Persistent storage that's just about as fast as RAM is widely held to be a year or three away from giving the server and storage industries a generational shakeup, and that change is now rather closer after US outfit Everspin started shipping samples of 256Mb Magnetoresistive random-access memory (MRAM).
MRAM looks like DDR3 or DDDR4 RAM and motherboards think it quacks like DDR. But MRAM is non-volatile – data doesn't disappear when power does – while also being rather faster than Flash. Just about everyone who's anyone in the hardware industry is therefore working on something like MRAM, because really fast persistent storage has lots of lovely uses.

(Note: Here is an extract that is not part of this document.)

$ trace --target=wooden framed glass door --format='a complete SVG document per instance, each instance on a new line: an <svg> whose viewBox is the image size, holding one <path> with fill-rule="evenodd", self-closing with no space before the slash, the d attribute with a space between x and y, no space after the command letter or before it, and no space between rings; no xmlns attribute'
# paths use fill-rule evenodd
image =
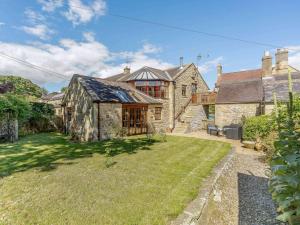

Everspin's currently the only company selling this kind of stuff, but until today only in 64 megabyte chunks. Giving over a DIMM slot to just 64 megabytes of storage is not going to make MRAM mainstream. 256Mb is therefore a handy step towards making it easier to consider using MRAM more widely. Everspin says it also expects to sample a 1GB MRAM product by year's end.
The DDR interface is lovely and fast – DDR4 RAM can hit 19,000 MB/s – and Everspin is claiming write times 100,000 times faster than NAND Flash. That speed comes, in part, because there's no need to traverse SATA interfaces or a network.
There's a host of issues before this stuff becomes a mainstream option, starting with server-makers needing to accommodate MRAM so that machines operating systems can make MRAM work and understand it's a persistent tier of storage even though it lives in a DIMM slot. IBM has shown off a driver for Power8 Systems and Everspin says it's chatting to other server-makers too. So that box is partly ticked.
Density is another thing to worry about: servers can hold only so many DIMMS and the kind of application that likes fast storage also likes lots of memory. Everspin says it's working on 6GB MRAM, which will help with density, and is confident server-makers will rise to the challenge.
The there's cost. Everspin wouldn't give us a firm number for a 256Mb product, only saying it will be competitively priced compared to the cost of hardening a server to keep RAM electrified.
But the company feels it has cost covered in the long term, because its MRAM is manufactured on a 300nm wafer, a cost-effective process.